Un couple de pauvres s’abrite dans une maison qu’il pense vide. Un orage pousse un couple fortuné à les y rejoindre. Les pauvres jouent les riches et se font passer pour les propriétaires de la maison. Ils mangent du caviar avec les doigts, boivent du champagne goulûment et inventent des dromadaires plats qui crient sous la pluie.

Le naturel et la vivacité d’Olivia Seigne dans le rôle de la femme de ménage sans papiers font merveille. Thierry Romanens, cordonnier, lui donne la réplique en kilt. Les situations imaginées par l’écrivain Yves Robert sont cocasses, piquantes, souvent cyniques. Le jeu des comédiens, subtilement dirigé par Julien Barroche, souligne des observations assez fines des contradictions humaines. « Pauvres riches » balance de quiproquos en jeux de mots, d’allusions à l’actualité en inventions délirantes.

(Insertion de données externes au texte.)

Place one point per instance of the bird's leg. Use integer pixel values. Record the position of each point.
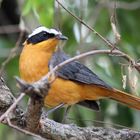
(55, 108)
(66, 112)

Rythme soutenu, enthousiasme et véritable bonheur sont au rendez-vous jusqu’à… La chute. Moralisatrice, « l’argent ne fait pas le bonheur », kitsch, « ils vécurent heureux et eurent beaucoup d’enfants » et sans surprise, elle glace subitement un spectateur qui se délectait de la pertinence et de l’humour du propos. Fallait-il y chercher un double sens ? Ou avons-nous perdu l’habitude des conclusions hollywoodiennes faciles ? Malheureusement, en tombant de haut, on oublie un peu vite le plaisir passé.

Le Petithéâtre de Sion était plein pour la première ce mercredi et il affiche complet pour les deux autres représentations. Comédie, quand tu nous tiens !

L’avis d’une spectatrice.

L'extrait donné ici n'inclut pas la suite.